Byron Stewart was an eight-year-old when he saw the building that changed his life.
“We were in Alexandria. It was a very eye-catching building. It wasn’t traditional in design,” Stewart, now 62, remembers. “When I asked my mother about it, she said ‘Architects do that.’ ” Thus, Stewart’s course was inevitably set.
After the family moved to New Orleans from Hammond (He was born in Honolulu, Hawaii.), Stewart attended Cohen High School, where students are “book smart and street smart,” then Southern University. He earned a degree in architecture and was licensed for practice in 1987.
Today he is a successful professional, who designs innovative residential, commercial and institutional sites for his firm Modus Inc. In 2017 Stewart joined Amistad Research Center’s board of directors. He also serves as treasurer to the board.
“This is a great organization to be a part of. I love everything it stands for,” Stewart says.
“It’s a privilege to be on the board, and it’s also an asset for them to have a variety of expertise on the Amistad board. I am excited to learn and support the growth of Amistad’s vision and goals. My goal is to use my expertise to support in bringing [Amistad] to another level,” Stewart says, pausing during a break in his busy schedule.
Modus, the name of his firm, means “the total procedure for design.” It explains Stewart’s thinking about why more architects should be tapped for service on more boards of directors.
“Architects bring to the table their experiences of creating environments. There’s no one like that at the table: capable of creating the total, built environment,” Stewart says. “It’s the difference between building a house and building a community.”
Stewart is a member of the American Institute of Architects. Some of his notable projects include Harrah’s New Orleans Casino; Carter G. Woodson School and Marrero Commons in Orleans Parish, Mooretown Library and Shreveport Convention Center in Shreveport, La. Stewart has worked on a variety of projects not limited to churches, fire stations and residencies.
“Different people teach you different things. Every job I had was to learn. Once I couldn’t do that, I left,” Stewart says. “In order for an African-American architect to be successful in this country, we must work in the public sector. Nationwide, approximately 95% of African-American architects work on public projects. There are also a lot of opportunities in the private sector. My hope is that in the near future we will have larger African-American representation in private projects.”
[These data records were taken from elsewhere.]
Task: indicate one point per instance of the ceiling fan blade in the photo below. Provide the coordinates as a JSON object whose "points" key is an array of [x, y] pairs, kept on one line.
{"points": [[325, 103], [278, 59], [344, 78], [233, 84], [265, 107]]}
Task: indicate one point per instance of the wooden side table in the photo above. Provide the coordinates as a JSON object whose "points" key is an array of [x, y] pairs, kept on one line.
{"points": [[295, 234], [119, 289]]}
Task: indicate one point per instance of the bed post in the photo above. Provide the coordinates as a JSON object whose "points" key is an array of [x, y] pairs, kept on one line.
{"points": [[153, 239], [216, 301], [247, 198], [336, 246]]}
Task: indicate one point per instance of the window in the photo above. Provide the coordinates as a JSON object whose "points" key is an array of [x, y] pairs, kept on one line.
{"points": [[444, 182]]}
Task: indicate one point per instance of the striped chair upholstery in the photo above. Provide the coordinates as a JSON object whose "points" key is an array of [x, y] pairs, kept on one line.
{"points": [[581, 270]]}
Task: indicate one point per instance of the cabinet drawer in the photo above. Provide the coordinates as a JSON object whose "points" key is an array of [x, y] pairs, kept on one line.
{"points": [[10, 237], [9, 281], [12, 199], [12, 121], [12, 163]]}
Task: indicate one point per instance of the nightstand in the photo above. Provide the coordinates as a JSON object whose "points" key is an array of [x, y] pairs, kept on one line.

Stewart believes, “Just because you are non-profit organization doesn’t mean that an organization can’t profit.” Stewart is constantly generating ideas to create ways to profit, that would relieve the stress of fundraising for operational expenses for Amistad. This would provide more time to focus on the organization’s goals and mission statement. In conclusion Stewart states, “ I look forward to contributing to Amistad’s continued growth and I am elated to be a part of archiving our history and sharing it with others.”